Al principio lleva mucho tiempo y tiene más que ver con habilidades casi físicas: asear al bebé, darle los biberones, las primeras frutas, los primeros purés, bañarle, pasearle, levantarse por la noche cuando llora, limpiarle los mocos, reírle las gracias, traerle y llevarle a la guardería, a la ikastola...
A medida que van ganado autonomía, podemos jugar con ellos, enseñarle según que habilidades (si es que tenemos alguna), asombrarnos de sus progresos, emocionarnos con su inocencia, festejar sus pillerías; pero también corregirles, darles referencias y buen ejemplo, negarles según qué caprichos, enseñarles el valor del esfuerzo... El tiempo puede ser más o menos el mismo, pero es un tiempo de más calidad y debemos ser mucho más cuidadosos con nuestro comportamiento.

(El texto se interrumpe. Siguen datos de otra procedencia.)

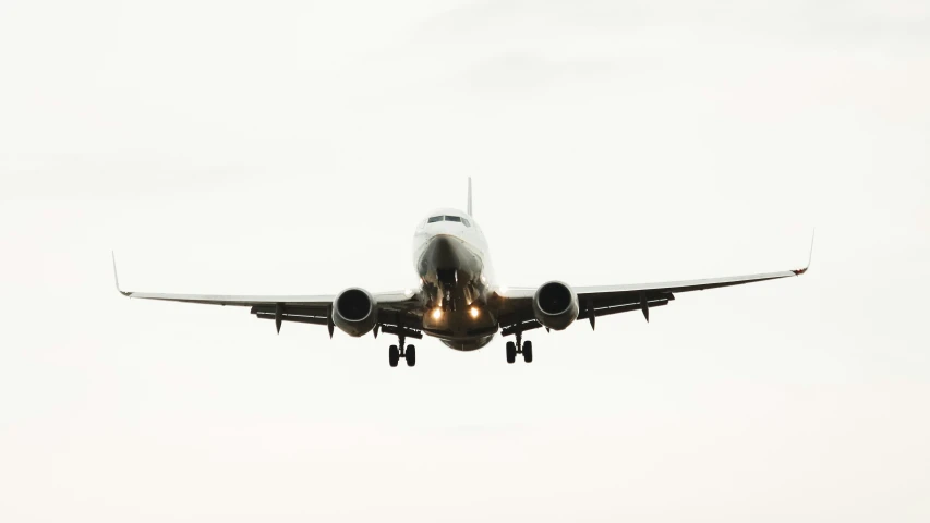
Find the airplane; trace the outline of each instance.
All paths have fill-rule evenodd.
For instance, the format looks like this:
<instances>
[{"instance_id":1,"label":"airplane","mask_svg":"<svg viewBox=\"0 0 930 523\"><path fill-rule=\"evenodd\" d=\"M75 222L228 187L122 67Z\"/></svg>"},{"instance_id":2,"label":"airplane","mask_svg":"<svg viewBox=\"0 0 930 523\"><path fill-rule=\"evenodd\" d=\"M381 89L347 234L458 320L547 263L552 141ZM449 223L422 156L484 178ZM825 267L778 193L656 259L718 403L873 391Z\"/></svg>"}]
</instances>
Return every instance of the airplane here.
<instances>
[{"instance_id":1,"label":"airplane","mask_svg":"<svg viewBox=\"0 0 930 523\"><path fill-rule=\"evenodd\" d=\"M416 226L413 264L420 285L413 290L371 293L349 288L318 296L130 292L120 288L116 254L112 258L117 290L124 296L251 307L257 318L274 320L278 332L281 324L292 321L325 325L330 338L336 328L355 338L370 332L375 338L378 332L394 335L398 344L390 345L388 363L397 367L403 358L412 367L416 348L407 344L408 339L420 340L425 335L467 352L487 345L497 333L512 336L514 341L505 344L507 363L516 362L517 355L531 363L533 343L523 340L527 331L565 330L583 319L594 329L596 318L636 311L649 321L650 309L668 305L678 293L801 276L810 268L812 255L813 238L808 264L801 269L664 283L571 287L549 281L539 288L508 288L494 278L487 242L472 211L469 178L467 212L438 209Z\"/></svg>"}]
</instances>

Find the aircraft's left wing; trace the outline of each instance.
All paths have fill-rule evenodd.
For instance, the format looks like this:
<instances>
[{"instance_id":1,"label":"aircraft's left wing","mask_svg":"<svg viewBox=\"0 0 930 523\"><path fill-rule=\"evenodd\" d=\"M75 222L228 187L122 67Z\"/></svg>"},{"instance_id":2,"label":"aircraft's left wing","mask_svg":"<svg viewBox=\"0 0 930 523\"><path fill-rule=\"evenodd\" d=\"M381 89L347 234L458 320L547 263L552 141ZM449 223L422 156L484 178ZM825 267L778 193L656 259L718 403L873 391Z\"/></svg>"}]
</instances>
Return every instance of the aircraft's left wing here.
<instances>
[{"instance_id":1,"label":"aircraft's left wing","mask_svg":"<svg viewBox=\"0 0 930 523\"><path fill-rule=\"evenodd\" d=\"M813 239L811 238L811 254L813 255ZM782 270L777 272L764 272L760 275L728 276L723 278L706 278L701 280L667 281L662 283L633 283L621 285L601 287L577 287L573 288L578 294L578 319L587 318L594 327L594 318L611 314L641 311L645 320L649 321L649 309L675 300L679 292L703 291L722 287L742 285L759 281L777 280L801 276L810 267L810 259L801 269ZM532 299L536 289L507 289L499 290L496 297L499 300L500 326L504 327L504 336L510 332L529 330L541 327L533 318Z\"/></svg>"}]
</instances>

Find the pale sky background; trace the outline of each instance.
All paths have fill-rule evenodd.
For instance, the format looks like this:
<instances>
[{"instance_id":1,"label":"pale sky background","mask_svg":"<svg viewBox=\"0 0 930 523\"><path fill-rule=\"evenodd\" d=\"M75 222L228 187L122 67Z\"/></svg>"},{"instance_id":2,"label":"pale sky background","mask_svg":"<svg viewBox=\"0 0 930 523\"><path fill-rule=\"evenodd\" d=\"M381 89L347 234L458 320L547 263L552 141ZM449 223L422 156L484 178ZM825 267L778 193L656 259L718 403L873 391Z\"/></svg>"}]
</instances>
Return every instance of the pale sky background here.
<instances>
[{"instance_id":1,"label":"pale sky background","mask_svg":"<svg viewBox=\"0 0 930 523\"><path fill-rule=\"evenodd\" d=\"M930 519L927 1L0 2L0 520ZM474 353L140 291L805 264Z\"/></svg>"}]
</instances>

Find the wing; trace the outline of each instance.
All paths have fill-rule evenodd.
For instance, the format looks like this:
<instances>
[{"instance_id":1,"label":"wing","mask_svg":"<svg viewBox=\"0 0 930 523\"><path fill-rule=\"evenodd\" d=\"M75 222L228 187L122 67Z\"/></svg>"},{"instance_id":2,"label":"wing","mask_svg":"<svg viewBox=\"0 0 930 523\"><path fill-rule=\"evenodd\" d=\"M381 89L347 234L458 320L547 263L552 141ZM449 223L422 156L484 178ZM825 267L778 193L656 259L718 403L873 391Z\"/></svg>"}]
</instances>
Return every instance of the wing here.
<instances>
[{"instance_id":1,"label":"wing","mask_svg":"<svg viewBox=\"0 0 930 523\"><path fill-rule=\"evenodd\" d=\"M165 302L200 303L206 305L252 307L251 313L262 319L274 319L280 330L281 321L328 325L333 335L331 307L336 295L219 295L219 294L166 294L157 292L131 292L120 288L117 258L113 255L113 278L117 291L126 297L159 300ZM378 321L396 326L409 326L411 315L419 305L415 294L407 292L383 292L373 294L378 307ZM415 325L415 324L414 324Z\"/></svg>"},{"instance_id":2,"label":"wing","mask_svg":"<svg viewBox=\"0 0 930 523\"><path fill-rule=\"evenodd\" d=\"M675 294L680 292L703 291L801 276L810 268L810 260L813 256L813 238L811 238L810 246L808 263L802 269L702 280L575 288L575 292L578 294L578 319L587 318L591 323L591 328L594 328L594 319L599 316L641 311L645 320L649 321L650 308L668 305L668 302L675 300ZM528 288L497 291L504 336L542 327L533 318L532 299L535 291L536 289Z\"/></svg>"}]
</instances>

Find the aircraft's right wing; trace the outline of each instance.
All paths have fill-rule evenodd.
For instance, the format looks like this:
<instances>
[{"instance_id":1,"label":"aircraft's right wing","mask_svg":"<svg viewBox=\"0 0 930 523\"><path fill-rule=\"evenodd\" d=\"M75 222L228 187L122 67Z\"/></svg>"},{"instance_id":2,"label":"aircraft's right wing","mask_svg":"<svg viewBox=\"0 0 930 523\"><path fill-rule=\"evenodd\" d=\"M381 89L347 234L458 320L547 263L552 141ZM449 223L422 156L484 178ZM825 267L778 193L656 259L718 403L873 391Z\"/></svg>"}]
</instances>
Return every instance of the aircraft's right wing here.
<instances>
[{"instance_id":1,"label":"aircraft's right wing","mask_svg":"<svg viewBox=\"0 0 930 523\"><path fill-rule=\"evenodd\" d=\"M336 295L218 295L218 294L169 294L157 292L123 291L117 273L113 256L113 278L117 291L126 297L158 300L164 302L198 303L206 305L252 307L251 313L262 319L274 319L278 330L281 321L327 325L333 333L333 302ZM378 308L378 323L400 327L415 325L413 313L420 306L415 294L407 292L383 292L373 294Z\"/></svg>"}]
</instances>

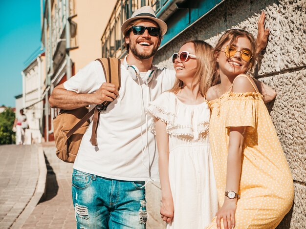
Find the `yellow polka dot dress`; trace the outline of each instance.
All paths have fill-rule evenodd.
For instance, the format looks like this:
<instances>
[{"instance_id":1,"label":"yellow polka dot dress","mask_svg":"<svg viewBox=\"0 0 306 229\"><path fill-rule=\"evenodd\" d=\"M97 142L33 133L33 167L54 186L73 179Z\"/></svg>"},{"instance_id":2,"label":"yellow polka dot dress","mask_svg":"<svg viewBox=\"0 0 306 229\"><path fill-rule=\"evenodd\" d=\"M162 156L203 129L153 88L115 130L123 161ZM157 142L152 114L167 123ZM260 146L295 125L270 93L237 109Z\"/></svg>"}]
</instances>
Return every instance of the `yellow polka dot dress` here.
<instances>
[{"instance_id":1,"label":"yellow polka dot dress","mask_svg":"<svg viewBox=\"0 0 306 229\"><path fill-rule=\"evenodd\" d=\"M262 95L228 92L209 104L209 139L219 206L224 199L229 128L247 126L235 229L276 228L292 206L293 182ZM222 221L221 225L223 228ZM217 228L216 217L206 228Z\"/></svg>"}]
</instances>

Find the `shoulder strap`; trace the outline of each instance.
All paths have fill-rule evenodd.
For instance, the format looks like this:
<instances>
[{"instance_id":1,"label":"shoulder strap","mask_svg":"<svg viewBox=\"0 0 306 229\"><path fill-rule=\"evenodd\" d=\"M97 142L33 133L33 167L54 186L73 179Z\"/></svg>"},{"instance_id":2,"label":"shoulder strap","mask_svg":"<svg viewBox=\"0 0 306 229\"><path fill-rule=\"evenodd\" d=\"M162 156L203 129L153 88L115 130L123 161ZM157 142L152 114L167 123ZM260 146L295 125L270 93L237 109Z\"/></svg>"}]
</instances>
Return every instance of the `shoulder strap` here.
<instances>
[{"instance_id":1,"label":"shoulder strap","mask_svg":"<svg viewBox=\"0 0 306 229\"><path fill-rule=\"evenodd\" d=\"M99 61L102 65L106 82L115 84L115 87L119 91L121 82L120 61L117 58L109 57L100 58L96 60ZM90 142L92 146L97 146L97 128L99 122L99 114L101 110L105 110L110 103L109 101L105 101L102 104L97 105L94 108L91 138L90 138Z\"/></svg>"},{"instance_id":2,"label":"shoulder strap","mask_svg":"<svg viewBox=\"0 0 306 229\"><path fill-rule=\"evenodd\" d=\"M115 84L115 87L119 91L121 85L120 61L110 57L96 60L99 61L102 65L106 82Z\"/></svg>"},{"instance_id":3,"label":"shoulder strap","mask_svg":"<svg viewBox=\"0 0 306 229\"><path fill-rule=\"evenodd\" d=\"M231 87L231 92L232 92L232 91L233 90L233 85L234 85L234 82L235 82L235 80L236 79L237 79L238 77L240 77L240 76L243 76L243 77L245 77L246 79L247 79L250 82L250 83L251 83L251 84L252 84L252 86L253 86L253 87L254 88L254 89L255 90L255 91L256 92L259 93L258 91L258 89L257 89L257 87L254 85L254 81L250 79L250 77L244 74L239 75L234 79L234 81L233 81L233 83L232 83L232 86Z\"/></svg>"}]
</instances>

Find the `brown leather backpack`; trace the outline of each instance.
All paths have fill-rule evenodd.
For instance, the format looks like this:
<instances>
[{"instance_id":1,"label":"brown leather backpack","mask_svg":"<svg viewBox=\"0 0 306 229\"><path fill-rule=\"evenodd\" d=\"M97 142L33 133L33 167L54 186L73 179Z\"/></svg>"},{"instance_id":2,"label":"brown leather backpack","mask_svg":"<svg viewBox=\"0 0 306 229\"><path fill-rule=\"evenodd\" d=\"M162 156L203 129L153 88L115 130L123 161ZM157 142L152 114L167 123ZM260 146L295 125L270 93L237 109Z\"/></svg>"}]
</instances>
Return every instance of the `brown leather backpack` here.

Llegada la adolescencia, advierten que ese padre que creían todopoderoso es un tipo más o menos normal; si me apuras, un poco por debajo de la media. Nuestros defectos se hacen más evidentes, a la vez que descubren un mundo que se les abre, que entienden mejor o peor... y que les entiende peor o mejor. Es una etapa difícil para los hijos... y también para los padres, que queremos ayudar sin saber muy bien cómo hacerlo, funcionando a veces con la fórmula de la prueba y error, tan socorrida como nefasta, porque nunca nos reconocerán los aciertos -que serán atribuidos al azar- y, sin embargo, nos pasarán por el morro todos los fallos, debidos a nuestra, a sus ojos, manifiesta ceguera e ineptitud.
Como dijo Mark Twain: 'Cuando yo tenía catorce años, mi padre era tan ignorante que no podía soportarle. Pero cuando cumplí los veintiuno, me parecía increíble lo mucho que mi padre había aprendido en siete años.'
Al final, todo pasa, también la adolescencia, y descubrimos, para nuestra sorpresa, que esos hijos empiezan a confiar en nosotros, nos piden ayuda y hasta consejo, nos plantean escenarios que a mí nunca se me hubiera ocurrido plantear a mi padre... y nos escuchan. Para llegar ahí, habremos tenido que dedicar mucho tiempo a escucharles, observarles, darles su espacio, dejarles que se equivoquen y aprendan de sus errores. Aunque nos cuidemos de manifestarlo abiertamente, tenemos que dejar que se tiren al agua o salten de las alturas, siendo para ellos el flotador o el paracaídas que les salve... en el último minuto.
Y llega un momento en el que son tus hijos los que se preocupan por ti. Ya saben que no eres Superman, conocen tus debilidades por haberlas explotado... y también aprecian tus virtudes, aunque sean tan escasas como las mías. Te quieren con ellos porque saben que lo estás incondicionalmente, porque intuyen que son ellos los que han dado y siguen dando sentido a tu vida.
Y mientras puedas o te dejen, sigue ejerciendo ese maravillo oficio de padre con quien te quiera y te acepte como tal... porque tener hijos no te convierte en padre, igual que tener un piano no te hace pianista.